Total Restriction Is Never the Answer

Back in the day when I was trying to straighten out my eating but not having much success, I came across an idea called intuitive eating. It didn’t end up working out for me personally (read more about that here), but I am extremely grateful for the months I spent trying it out because I learned some valuable things that are integral parts of my current take on food and eating.

One of those truths intuitive eating taught me is this: if you deprive yourself of something completely, you will eventually binge. Period. I’d read that and heard that many times before, but I didn’t really believe it. Until I took an honest look at my own eating, that is, and found it was 100% the case for me.

dessert is healthy

The Golden Grahams That Changed My Life

While I was working with intuitive eating, I met monthly with a fantastic nutritionist named Julie. At our first meeting, in early 2013, she left me with a challenge to complete and report on the next time we met: buy a box of Golden Grahams—something I’d mentioned as one of my favorite foods that I wasn’t currently allowing myself to eat—and eat some.

In retrospect it’s kind of embarrassing that that was so scary. But it was! So on my way home I bought a box, then eyed the bright-yellow cardboard nervously for the remainder of the drive and a few hours after bringing it inside and setting it on my counter. At that time I assumed that my brain or metabolism or both were somehow broken, and that my body “couldn’t handle sugar.” I thought I was addicted and that if I took one bite of the stuff I was done for—and, as a result, for years told myself I wasn’t allowed to eat sugary things but in fact did overeat sugar on a regular basis, feeling bad and guilty and like I was breaking a rule every time. The idea of buying something sugary, bringing it home, and eating it without feeling bad about it was totally foreign and frightening. But that bowl of graham cereal goodness was the beginning of a beautiful friendship. It’s ironic that I didn’t believe that deprivation was the cause of my binges, because once I took that leap of faith and stopped depriving myself of sugary foods, the binges slowly but surely began to become less and less frequent.

end sugar addiction by eating sugar moderately

Those Golden Grahams marked a huge shift for me: I decided that keeping sugar in my life on a regular basis was going to be a key element in my return to normalcy when it came to food.

But how often was eating sugary food a good idea for me? Could I handle having candy and ice cream on hand in my home at all times, or should I avoid keeping tempting treats around the house? Was a small dessert every day ideal, or should I have something sweet weekly or every few days instead? And what exactly counted as “sugar”?

This was a long trial-and-error process for me, and I’d imagine that different strategies work well for different people. But here’s the approach I’ve settled on.

What I Do with Desserts Now

I eat dessert two times a week, always. For me, eating sugar regularly is key in preventing binges because it keeps me from feeling physically or emotionally deprived. Most of the time I use Splurge #1 on Monday evening, when my husband and kids and I typically have a little “family night” together where we do something fun and then enjoy a treat, which is often something the kids and I baked that afternoon. Splurge #2 is almost always saved for one of the weekend nights, so that if Mark and I go on a date, or if we have a party or wedding reception to go to, I can join in with everyone else and indulge there.
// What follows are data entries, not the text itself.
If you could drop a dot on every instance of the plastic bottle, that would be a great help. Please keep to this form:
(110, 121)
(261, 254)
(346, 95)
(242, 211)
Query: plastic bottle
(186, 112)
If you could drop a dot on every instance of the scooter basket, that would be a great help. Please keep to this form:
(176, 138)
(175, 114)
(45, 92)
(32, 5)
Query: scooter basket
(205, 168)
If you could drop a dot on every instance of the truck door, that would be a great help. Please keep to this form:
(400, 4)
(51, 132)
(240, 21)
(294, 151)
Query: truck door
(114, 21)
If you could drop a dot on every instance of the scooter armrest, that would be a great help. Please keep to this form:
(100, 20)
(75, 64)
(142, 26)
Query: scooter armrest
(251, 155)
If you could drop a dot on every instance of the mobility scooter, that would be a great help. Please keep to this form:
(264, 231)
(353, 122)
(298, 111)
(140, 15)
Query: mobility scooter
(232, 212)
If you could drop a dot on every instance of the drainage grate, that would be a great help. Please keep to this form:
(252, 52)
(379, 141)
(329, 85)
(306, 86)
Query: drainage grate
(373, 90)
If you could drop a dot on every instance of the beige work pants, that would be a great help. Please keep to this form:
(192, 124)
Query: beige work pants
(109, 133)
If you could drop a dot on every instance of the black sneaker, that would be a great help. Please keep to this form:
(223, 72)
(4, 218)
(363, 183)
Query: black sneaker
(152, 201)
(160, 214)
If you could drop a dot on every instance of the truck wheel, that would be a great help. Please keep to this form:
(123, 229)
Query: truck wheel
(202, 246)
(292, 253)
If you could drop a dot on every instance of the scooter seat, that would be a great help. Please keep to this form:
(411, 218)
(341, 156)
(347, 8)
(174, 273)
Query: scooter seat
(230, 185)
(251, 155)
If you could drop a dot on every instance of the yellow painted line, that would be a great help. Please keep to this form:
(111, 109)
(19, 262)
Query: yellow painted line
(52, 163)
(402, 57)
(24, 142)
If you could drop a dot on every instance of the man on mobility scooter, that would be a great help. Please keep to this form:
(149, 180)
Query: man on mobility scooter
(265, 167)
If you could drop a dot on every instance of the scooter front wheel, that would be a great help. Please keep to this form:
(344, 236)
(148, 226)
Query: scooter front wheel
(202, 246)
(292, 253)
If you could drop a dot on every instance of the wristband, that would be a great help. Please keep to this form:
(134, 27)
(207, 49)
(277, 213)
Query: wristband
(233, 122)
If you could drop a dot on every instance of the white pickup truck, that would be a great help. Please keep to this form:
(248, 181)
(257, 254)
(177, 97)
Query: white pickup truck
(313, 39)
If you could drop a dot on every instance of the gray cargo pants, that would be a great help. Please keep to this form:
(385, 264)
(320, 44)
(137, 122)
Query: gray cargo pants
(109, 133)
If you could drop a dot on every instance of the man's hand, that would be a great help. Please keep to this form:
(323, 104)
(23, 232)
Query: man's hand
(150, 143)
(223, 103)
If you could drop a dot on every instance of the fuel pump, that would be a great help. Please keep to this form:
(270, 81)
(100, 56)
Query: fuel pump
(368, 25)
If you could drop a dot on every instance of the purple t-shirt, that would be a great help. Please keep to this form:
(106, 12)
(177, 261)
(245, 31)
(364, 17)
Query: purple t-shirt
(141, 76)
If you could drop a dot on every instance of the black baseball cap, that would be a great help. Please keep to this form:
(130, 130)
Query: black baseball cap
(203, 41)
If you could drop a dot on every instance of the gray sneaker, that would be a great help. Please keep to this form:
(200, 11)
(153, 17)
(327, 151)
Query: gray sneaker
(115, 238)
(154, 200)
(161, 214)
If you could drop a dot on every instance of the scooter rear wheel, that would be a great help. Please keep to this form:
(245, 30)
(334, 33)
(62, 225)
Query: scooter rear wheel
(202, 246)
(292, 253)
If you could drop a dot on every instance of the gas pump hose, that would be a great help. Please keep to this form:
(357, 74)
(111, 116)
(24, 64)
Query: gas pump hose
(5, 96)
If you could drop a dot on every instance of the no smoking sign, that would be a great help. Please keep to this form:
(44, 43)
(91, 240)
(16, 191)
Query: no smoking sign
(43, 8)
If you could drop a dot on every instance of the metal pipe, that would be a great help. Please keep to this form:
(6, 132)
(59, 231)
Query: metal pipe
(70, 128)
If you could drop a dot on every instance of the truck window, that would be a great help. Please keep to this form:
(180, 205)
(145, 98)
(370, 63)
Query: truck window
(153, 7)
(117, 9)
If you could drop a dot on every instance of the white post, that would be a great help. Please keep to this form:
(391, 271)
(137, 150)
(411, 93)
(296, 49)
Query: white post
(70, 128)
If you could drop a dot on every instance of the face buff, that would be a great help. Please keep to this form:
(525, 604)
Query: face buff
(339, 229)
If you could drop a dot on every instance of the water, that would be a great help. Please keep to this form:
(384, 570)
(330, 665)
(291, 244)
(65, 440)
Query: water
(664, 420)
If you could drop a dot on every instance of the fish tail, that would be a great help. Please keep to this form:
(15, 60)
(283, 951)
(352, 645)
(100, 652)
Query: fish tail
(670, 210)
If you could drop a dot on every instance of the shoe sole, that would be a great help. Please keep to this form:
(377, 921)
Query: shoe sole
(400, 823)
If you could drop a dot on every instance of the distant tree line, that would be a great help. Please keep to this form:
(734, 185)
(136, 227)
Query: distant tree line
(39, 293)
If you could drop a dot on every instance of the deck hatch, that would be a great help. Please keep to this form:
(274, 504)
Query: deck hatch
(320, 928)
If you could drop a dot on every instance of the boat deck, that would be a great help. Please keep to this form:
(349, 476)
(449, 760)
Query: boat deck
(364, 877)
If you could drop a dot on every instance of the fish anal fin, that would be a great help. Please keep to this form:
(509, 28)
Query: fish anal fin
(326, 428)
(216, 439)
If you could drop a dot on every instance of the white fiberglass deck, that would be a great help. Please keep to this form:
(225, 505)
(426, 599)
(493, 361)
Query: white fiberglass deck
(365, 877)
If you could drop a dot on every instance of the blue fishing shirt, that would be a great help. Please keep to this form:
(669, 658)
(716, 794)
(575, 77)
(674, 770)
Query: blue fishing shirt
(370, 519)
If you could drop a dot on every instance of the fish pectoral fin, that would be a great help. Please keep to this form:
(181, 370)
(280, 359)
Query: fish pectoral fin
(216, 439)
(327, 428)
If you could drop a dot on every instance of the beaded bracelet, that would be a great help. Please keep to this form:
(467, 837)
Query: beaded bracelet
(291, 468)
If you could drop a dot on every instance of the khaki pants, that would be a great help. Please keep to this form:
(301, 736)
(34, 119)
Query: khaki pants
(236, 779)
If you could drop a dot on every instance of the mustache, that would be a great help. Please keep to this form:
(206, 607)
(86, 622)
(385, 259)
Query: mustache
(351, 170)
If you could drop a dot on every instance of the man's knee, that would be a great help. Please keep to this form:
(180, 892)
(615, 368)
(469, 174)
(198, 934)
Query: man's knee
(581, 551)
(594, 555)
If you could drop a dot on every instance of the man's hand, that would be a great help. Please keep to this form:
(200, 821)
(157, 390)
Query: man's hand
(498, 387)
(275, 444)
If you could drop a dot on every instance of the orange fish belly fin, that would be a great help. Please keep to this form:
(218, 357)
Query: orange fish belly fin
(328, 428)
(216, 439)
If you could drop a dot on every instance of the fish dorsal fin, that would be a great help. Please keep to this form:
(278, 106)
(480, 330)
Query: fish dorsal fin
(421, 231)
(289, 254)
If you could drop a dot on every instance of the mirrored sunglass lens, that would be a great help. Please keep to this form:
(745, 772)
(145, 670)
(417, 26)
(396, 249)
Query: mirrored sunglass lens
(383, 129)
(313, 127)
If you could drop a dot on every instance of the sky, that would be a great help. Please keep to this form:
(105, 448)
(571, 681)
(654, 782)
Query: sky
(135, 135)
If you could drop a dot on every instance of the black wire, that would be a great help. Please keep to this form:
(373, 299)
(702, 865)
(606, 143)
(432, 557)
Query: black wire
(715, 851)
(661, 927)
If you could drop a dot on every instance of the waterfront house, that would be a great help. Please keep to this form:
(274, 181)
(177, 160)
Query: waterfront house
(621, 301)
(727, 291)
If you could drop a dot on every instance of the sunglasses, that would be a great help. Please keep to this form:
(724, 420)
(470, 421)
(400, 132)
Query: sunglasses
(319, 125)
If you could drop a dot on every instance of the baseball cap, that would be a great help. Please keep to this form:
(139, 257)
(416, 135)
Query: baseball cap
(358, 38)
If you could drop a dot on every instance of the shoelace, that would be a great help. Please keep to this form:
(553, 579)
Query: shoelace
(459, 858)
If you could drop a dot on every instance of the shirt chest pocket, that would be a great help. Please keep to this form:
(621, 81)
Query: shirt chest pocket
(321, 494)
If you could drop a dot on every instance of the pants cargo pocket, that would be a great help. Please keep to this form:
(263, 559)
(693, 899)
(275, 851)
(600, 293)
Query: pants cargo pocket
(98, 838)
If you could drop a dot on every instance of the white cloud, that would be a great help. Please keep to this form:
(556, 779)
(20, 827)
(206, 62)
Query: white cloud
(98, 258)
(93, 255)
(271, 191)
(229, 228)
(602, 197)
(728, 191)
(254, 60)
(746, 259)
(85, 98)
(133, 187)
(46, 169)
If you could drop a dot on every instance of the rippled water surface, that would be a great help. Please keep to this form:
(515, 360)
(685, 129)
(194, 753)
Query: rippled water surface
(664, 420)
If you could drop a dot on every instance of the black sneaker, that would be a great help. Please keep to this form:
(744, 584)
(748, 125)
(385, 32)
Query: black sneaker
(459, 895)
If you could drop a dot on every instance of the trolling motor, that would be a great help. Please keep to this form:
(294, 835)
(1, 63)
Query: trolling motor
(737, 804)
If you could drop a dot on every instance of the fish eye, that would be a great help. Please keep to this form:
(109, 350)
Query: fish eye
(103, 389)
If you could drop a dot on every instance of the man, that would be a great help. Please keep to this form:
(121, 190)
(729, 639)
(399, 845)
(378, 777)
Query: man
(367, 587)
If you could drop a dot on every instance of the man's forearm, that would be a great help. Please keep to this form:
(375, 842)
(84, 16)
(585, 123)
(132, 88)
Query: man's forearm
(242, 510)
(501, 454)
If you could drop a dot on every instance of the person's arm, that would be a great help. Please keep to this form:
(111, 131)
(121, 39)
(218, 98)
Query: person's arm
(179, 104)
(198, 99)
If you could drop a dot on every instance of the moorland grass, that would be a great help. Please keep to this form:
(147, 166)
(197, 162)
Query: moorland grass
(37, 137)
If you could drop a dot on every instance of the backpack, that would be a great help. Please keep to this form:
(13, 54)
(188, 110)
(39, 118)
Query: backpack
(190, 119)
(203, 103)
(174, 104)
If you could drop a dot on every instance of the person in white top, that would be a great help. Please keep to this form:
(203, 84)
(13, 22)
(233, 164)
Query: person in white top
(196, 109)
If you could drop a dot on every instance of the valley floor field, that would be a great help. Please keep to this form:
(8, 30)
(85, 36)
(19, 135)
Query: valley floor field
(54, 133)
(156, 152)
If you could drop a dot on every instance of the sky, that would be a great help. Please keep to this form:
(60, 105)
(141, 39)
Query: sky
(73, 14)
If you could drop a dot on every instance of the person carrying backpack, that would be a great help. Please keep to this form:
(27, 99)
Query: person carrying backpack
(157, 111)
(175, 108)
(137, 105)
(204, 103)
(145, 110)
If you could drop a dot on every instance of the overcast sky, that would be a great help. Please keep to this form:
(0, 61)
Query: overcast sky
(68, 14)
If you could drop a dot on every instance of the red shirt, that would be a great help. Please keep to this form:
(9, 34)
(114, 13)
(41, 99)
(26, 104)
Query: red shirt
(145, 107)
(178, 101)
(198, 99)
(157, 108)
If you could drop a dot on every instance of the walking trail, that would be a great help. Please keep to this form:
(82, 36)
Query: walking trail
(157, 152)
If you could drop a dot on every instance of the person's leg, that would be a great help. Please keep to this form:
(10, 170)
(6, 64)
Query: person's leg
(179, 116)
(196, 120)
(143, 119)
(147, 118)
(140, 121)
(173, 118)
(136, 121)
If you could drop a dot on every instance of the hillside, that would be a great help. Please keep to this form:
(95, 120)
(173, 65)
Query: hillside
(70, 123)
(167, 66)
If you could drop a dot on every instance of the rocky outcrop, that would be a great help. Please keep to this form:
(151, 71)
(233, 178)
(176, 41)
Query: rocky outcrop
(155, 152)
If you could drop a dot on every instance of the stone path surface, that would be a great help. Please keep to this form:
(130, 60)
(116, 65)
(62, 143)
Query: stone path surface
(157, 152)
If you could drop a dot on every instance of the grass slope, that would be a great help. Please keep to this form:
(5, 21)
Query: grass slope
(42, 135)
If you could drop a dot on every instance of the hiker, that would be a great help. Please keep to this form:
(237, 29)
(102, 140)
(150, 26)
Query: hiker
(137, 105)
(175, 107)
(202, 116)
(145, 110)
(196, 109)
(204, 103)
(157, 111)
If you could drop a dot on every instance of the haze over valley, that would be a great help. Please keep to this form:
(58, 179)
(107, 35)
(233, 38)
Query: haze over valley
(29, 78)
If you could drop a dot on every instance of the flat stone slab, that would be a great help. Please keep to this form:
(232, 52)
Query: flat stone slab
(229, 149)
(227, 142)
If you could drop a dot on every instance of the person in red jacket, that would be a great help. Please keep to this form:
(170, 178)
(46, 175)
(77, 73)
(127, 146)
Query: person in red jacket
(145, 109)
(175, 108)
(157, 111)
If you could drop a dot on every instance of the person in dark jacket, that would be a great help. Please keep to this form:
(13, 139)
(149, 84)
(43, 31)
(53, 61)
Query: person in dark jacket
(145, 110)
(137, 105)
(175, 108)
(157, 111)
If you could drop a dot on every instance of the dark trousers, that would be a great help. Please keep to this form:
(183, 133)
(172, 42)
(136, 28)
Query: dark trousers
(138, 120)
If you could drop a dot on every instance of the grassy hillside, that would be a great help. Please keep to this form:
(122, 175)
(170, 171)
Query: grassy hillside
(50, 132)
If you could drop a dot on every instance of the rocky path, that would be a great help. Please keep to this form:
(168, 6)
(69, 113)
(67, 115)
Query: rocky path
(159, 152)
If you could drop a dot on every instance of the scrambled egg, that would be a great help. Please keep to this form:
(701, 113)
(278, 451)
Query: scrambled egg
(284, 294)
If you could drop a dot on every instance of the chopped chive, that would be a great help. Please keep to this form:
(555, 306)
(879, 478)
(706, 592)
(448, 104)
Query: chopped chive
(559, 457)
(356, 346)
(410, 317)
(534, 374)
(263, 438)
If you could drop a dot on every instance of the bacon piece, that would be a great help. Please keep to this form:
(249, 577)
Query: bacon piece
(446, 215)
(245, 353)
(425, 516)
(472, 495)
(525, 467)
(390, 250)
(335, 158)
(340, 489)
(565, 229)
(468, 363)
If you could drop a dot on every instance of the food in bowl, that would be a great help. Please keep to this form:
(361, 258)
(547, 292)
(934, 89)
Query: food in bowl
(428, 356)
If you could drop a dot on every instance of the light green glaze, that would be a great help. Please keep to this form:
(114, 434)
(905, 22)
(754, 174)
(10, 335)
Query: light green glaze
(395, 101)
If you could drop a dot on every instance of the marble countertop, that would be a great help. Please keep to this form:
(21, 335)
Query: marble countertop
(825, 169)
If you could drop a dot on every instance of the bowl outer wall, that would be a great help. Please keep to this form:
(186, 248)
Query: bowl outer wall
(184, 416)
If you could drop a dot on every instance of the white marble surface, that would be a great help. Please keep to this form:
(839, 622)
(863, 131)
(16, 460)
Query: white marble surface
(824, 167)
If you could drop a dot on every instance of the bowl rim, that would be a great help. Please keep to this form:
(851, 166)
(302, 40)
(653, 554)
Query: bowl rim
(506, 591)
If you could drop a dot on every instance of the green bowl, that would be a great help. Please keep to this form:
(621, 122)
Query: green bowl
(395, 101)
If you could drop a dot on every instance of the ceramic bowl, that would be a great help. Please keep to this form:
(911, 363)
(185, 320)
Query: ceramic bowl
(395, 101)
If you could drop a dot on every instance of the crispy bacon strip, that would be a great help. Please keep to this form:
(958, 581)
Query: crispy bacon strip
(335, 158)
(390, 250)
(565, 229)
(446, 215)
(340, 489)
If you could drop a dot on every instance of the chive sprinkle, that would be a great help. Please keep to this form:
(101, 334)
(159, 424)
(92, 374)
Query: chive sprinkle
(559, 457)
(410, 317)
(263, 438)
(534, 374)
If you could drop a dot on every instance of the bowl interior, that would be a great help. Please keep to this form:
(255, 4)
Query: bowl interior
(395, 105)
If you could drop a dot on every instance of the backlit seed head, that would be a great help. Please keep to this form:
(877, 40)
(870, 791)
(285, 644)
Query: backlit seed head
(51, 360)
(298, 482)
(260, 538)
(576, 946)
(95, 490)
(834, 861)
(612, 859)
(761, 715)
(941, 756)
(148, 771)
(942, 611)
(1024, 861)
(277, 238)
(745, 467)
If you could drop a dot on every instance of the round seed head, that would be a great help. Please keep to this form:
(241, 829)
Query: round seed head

But I’m flexible: suppose one of my kids’ birthdays falls on a Wednesday, or I’m just really, really craving brownies on a Thursday. I allow myself to put that Splurge wherever I’m going to enjoy it most, but I am cautious to try to keep them spaced out so that they fall every 3–4 days if possible. That way, if I find myself faced with a bag of Twizzlers or some day-old doughnuts or something that sounds appealing in the moment but that I know is actually pretty mediocre, I can remind myself, “Hey, remember how you and the girls were going to make red velvet bars on Friday? Hold out for that!” And in that instance, I feel like I’m not really saying NO to sugary treats, but instead saying LATER. That may sound like a silly mental shift, but for me it’s been a complete game changer.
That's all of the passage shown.